Querying Bitcoin data using RDF and AllegroGraph
Introduction
Bitcoin operates by maintaining the data about all value transfers in a single database, whose integrity and consistency is ensured by a set of cryptographic protocols, the most important of which is called PoW (Proof-of-Work). This data forms a graph with two general types of relations:
- block membership relations introduce ordering into the transaction data by building a timestamped sequence (chain) of groups (blocks) of transactions, and are merely used to verify the integrity and consistency of the database according to the network consensus rules;
- transaction chaining relations provide monetary properties for Bitcoin system by creating links between chunks of value, tracking their movement from the moment of generation during mining to point in time when they are used.

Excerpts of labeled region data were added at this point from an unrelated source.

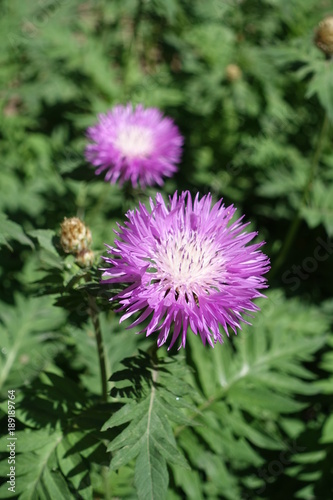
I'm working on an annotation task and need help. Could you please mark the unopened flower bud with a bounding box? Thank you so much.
[60,217,91,254]
[315,16,333,57]
[226,64,243,82]
[76,248,95,267]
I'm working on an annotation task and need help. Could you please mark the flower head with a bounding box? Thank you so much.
[60,217,91,254]
[103,192,269,349]
[86,104,183,187]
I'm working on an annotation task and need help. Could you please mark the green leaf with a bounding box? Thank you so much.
[0,214,34,250]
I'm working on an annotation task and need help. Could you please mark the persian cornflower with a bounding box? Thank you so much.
[102,191,269,349]
[86,104,183,187]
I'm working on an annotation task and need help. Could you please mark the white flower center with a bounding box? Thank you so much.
[152,232,225,302]
[115,125,154,158]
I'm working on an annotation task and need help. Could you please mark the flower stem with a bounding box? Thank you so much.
[270,113,330,278]
[88,293,108,402]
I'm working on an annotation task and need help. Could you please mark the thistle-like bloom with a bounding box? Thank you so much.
[86,104,183,187]
[103,192,269,349]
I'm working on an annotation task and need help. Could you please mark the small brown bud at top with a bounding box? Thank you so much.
[226,64,243,82]
[315,16,333,57]
[60,217,91,254]
[76,248,95,267]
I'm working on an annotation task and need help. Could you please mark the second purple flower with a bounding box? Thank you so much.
[86,104,183,187]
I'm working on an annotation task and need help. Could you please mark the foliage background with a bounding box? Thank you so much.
[0,0,333,500]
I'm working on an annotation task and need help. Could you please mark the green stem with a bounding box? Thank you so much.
[270,113,330,278]
[88,293,108,402]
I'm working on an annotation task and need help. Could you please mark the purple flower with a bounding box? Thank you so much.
[103,191,270,349]
[86,104,183,187]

By definition, Bitcoin chain data is an immutable set of public records that represent its complete transaction history, which makes it an important global resource, while its transparent graph structure makes it an easy subject of various analysis methods. These methods are actively researched from two opposite points of view: as means of undermining privacy of the transaction data (see Bitfury’s Crystal) and as means of protecting against that (see CoinJoin and Samourai’s Whirlpool technologies).
One of the simplest means of graph analysis is graph querying with specialized querying languages like SPARQL. Moreover, there exists a set of powerful standard tools for representing and exploring graph data with such languages: RDF - Resource Description Framework.

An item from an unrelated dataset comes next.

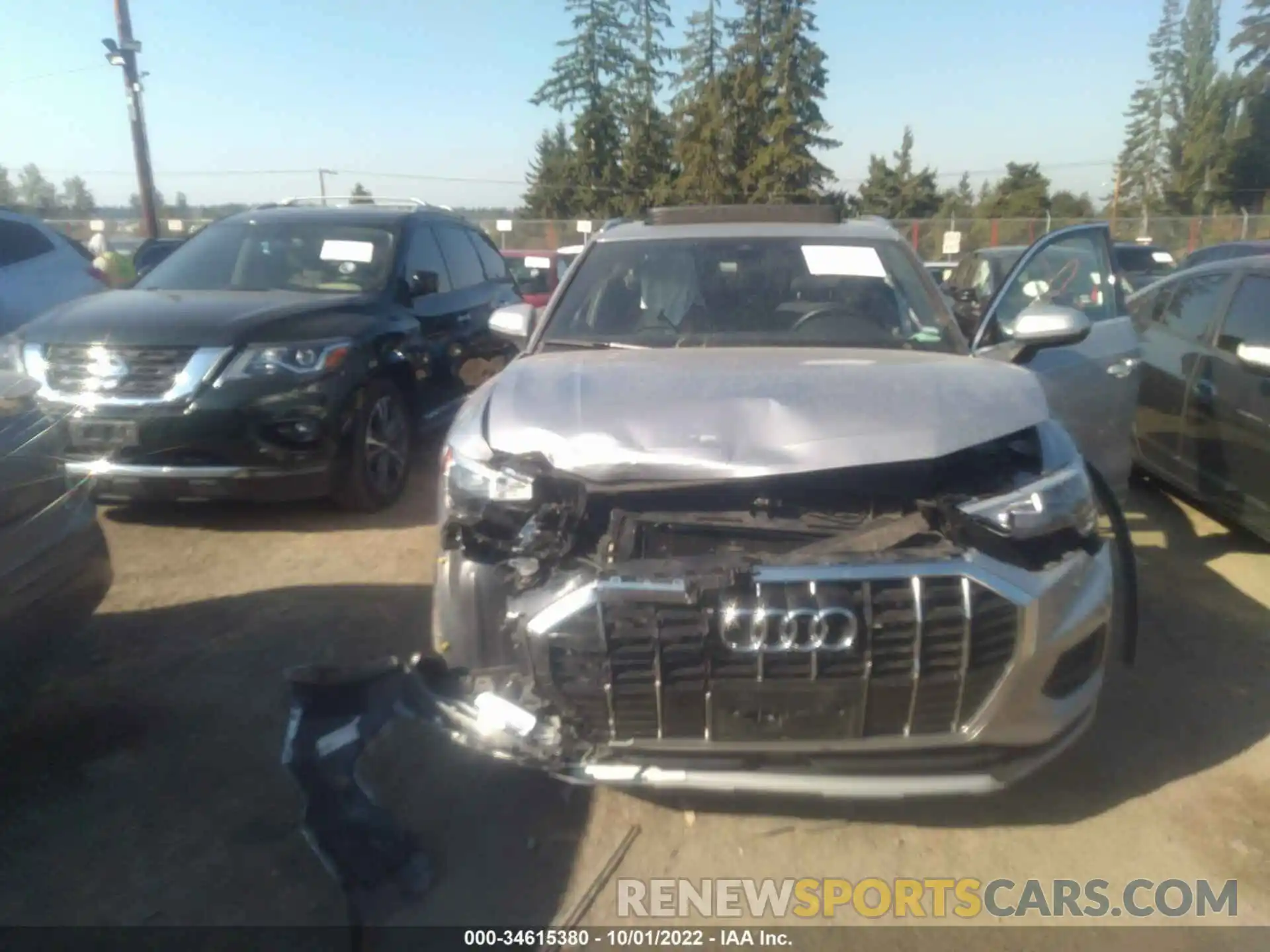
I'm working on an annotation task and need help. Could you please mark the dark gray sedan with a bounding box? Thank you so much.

In order to be able to use SPARQL for loading and querying Bitcoin database, we need to build an RDF model which defines the properties of Bitcoin entities as well as relations between them. To make our approach as general as possible, we will model Bitcoin data directly from its native representation. This model can then be used as a guideline for converting the Bitcoin data into a set of triples suitable for storing in a graph database. We will be using AllegroGraph for the purpose of storing the triples and as a querying engine.
Block data model
In all Turtle examples we assume the following standard namespaces are available:
RDF(http://www.w3.org/1999/02/22-rdf-syntax-ns#);RDFS(http://www.w3.org/2000/01/rdf-schema#);XSD(http://www.w3.org/2001/XMLSchema#);OWL(http://www.w3.org/2002/07/owl#).
These resources together form a powerful standard language for describing RDF models and in particular provide all necessary definitions to build the Bitcoin model.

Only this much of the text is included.